Most of the moms were having lessons today in ways to improve the quality of their leather work because they make coin purses, purses, leather-bound journals, pencil pouches, key chains, bracelets, and more to earn money to support their children. Most of the kids were off at school, but five-eight kids were on-site for us to play with. Our jobs at the house included 1) helping paint, 2) cooking lunch: spaghetti with olives (olive: aceituna), 3) picking up trash, bricks, and large rocks in the yard, 4) playing with the kids

When it started raining, most of us went inside to the courtyard. The high point of my day was playing with one of the children named Maria (10 y.o.). Originally, we were playing volleyball, which turned into monkey in the middle (mono en la media), which turned into a game she called mantemela.” I later found out she was telling me to pass it slower…needless to say I felt pretty stupid, but the game was set up like monkey in the middle but with two monkeys. The bigger monkey holds the smaller monkey by the arms, the big lifts the little up to avoid the ball, at the same time having to avoid the ball him/herself. The point is for the ball to not touch the legs of the two middle people, but apparently there was no way to win the game.

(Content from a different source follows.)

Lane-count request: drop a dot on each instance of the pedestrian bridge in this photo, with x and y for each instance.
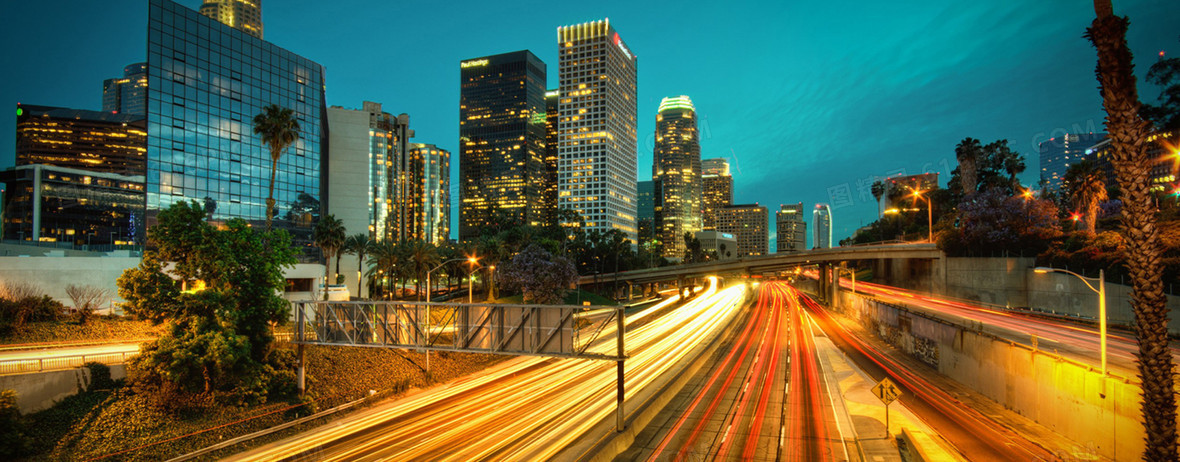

Right before lunch, three of us went down to the kitchen to gather the pans of food to bring up to Casa Mantay. I was really confused when we walked three blocks to get to the kitchen, but one of our leaders, James, was explaining to me that it is a community oven that is open for anyone in the neighborhood to use. I had heard of a community kitchen, but I’ve never heard of a community oven (horno caliente: hot oven).